会長候補はSweets☆王子!?
「おいおい。俺は別にゼニカネのこと言ってるんじゃないの!
 第一、その弁償代だって、チーマキちゃんや林君の親から出るんだろーが。
 そこまでして、スマホをどうこうしてもらわなくてもいいんだよ」

「じゃあ、どうして欲しいんだ?」


 林君の睨むような目付きに、ちょっとはバツが悪くなったのか、池永君は

「弱味につけ込むような言い方したのは、俺も悪かったよ。
 それに、あんた達が付き合ってるなんて知らなかったしさ。
……俺が、チーマキちゃんを推薦人にしたいのは、打算とかそういうんじゃなく、単純に『香りが好き』なだけなんだよ」


(ん? また、訳の分からないことを)


「池永君、アンタはフェチなのか? 香りフェチなのか?」

「もしかしたら、そうかも知れない。
 俺さー、男子のくせにスイーツが好きなんだよね。
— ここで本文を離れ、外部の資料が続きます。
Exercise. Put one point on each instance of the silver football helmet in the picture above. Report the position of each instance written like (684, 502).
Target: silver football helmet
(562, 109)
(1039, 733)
和洋問わず」 

「「それが、何か?」」あたしと林君は同時に問い掛けます。

「うん。特に、甘くてふんわりしたバニラ・エッセンスの香りかぐと、心が落ち着くし、それでいて力がみなぎるような気がしないでもないんだ」

「いや、気のせいだろ?」林君は鼻で笑います。


 一方、あたしは鼻で愛用の香水『SWEET LIPS(スウィート・リップス)』のバニラ・エッセンスをモチーフにした、香り成分をくんくんとチェックします。